Bevington kids that most tours for school children end with a stop at the gift shop, but they always start with one at the sewer plant.

This past week, items on display included two sets of dentures, keys from a motel in Caroga Lake, rings, eyeglasses, a Burger King bobblehead, a medal, several toy figurines, a framed photo, a pacifier and something that looked like purple Mardi Gras beads.

The plant staff eventually tosses older items in the garbage, they have a steady influx of new curiosities for the “gift shop.”

Facility operators Bill Ratajczak and Tom Ambrosino – with nearly 50 years experience between them – say even animals such as dead birds and snakes end up in the wastestream.

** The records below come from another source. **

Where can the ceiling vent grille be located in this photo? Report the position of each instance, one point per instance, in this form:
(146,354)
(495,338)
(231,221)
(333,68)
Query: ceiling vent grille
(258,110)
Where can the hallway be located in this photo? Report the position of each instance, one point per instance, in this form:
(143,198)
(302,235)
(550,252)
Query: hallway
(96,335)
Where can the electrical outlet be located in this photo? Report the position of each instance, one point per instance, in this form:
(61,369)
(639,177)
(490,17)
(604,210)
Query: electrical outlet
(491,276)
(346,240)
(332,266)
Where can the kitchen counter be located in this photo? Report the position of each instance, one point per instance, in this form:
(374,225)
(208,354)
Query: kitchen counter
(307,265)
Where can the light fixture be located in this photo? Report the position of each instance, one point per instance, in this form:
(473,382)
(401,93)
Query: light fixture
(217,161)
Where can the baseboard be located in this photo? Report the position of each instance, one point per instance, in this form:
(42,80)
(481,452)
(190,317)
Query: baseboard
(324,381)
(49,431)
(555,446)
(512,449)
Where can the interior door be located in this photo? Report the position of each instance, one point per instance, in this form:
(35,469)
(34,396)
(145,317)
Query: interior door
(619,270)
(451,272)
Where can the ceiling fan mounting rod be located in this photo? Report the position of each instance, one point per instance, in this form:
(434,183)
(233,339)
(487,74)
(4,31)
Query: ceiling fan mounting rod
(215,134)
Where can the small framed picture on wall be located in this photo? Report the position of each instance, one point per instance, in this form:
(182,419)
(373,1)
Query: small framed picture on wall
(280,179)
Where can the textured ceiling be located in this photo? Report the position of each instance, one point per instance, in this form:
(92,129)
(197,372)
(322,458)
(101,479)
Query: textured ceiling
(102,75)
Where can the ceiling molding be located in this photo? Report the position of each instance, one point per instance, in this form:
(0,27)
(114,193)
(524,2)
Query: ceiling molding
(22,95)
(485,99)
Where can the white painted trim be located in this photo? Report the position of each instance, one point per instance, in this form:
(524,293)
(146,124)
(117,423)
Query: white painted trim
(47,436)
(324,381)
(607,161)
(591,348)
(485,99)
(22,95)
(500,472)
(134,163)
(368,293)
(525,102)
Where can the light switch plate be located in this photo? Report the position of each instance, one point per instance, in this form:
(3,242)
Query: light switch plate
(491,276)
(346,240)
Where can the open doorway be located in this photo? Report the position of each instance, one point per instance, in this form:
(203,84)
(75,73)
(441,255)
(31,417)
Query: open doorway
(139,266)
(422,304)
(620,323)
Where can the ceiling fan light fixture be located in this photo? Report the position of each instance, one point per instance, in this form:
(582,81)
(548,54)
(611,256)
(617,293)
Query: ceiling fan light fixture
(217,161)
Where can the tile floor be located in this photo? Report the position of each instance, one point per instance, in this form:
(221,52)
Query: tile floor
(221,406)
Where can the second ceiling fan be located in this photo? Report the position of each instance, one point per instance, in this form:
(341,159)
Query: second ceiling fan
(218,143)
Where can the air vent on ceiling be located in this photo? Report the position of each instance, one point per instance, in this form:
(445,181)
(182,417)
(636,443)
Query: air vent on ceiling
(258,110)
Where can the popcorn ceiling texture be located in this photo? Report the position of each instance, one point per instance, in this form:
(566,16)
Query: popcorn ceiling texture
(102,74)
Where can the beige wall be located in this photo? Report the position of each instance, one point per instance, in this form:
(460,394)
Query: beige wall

“Sometimes we find money,” Ratajczak said.

Ambrosino said the sewer plant is meant to treat wastewater, not “toys and golf balls.”

The workers manually rake waste over large screens, and they have uncovered dangerous items over the years- syringes, even gasoline that someone dumped into the sewer system.

“This entire process could be explosive,” Bevington said.

People occasionally contact the sewer plant and want the staff to look for a valuable item, such as a piece of jewelry that got flushed down the toilet or dropped down a sewer main. Most of the time, that effort isn’t too successful.

“This isn’t a lost and found,” Bevington said. “Very few of the items we can actively recover. We’re not good at [finding] this stuff.”

Every item discovered at the sewer plant probably has a story behind it, but most remain mysteries.

Bevington said a little boy came to the sewer plant with his grandfather, and they wanted to know if sewer workers found the boy’s Harold the Helicopter from the “Thomas the Tank Engine and Friends” TV series. The toy accidentally took a nosedive into the swirling waters of the family toilet.

“We’re still looking for it,” Bevington said.

Bevington and his staff showed off the screening process and explained how caked-up deposits in the wastestream quickly accumulate into piles every minute of the day. Inside those piles can be anything; for example, he displayed kernels of corn and pieces of gum coming through on Wednesday.

Raw sewage enters the plant at the Screening Building via a 42-inch-diameter gravity sewer. A trash rack and three mechanically cleaned bar screens remove large solids, half-inch or bigger items. The flow then passes through the grit channels adjacent to the Screening Building. Heavy inert solids such as sand, stones and grit are removed from the grit channels by mechanical collectors and pumped to cyclone degritters and grit washers located within the building.

“There’s always little grit pieces coming through,” Bevington said.

Fortunately, the waste stream isn’t as clogged as it used to be with byproducts from a bygone era.

Bevington said the sewer plant is seeing less of the leftovers of the old leather industry that made this area so famous.

He said 30 years ago it wasn’t uncommon for entire cowhides to enter the wastestream, eventually reaching their final destination – the Glove Cities sewer plant.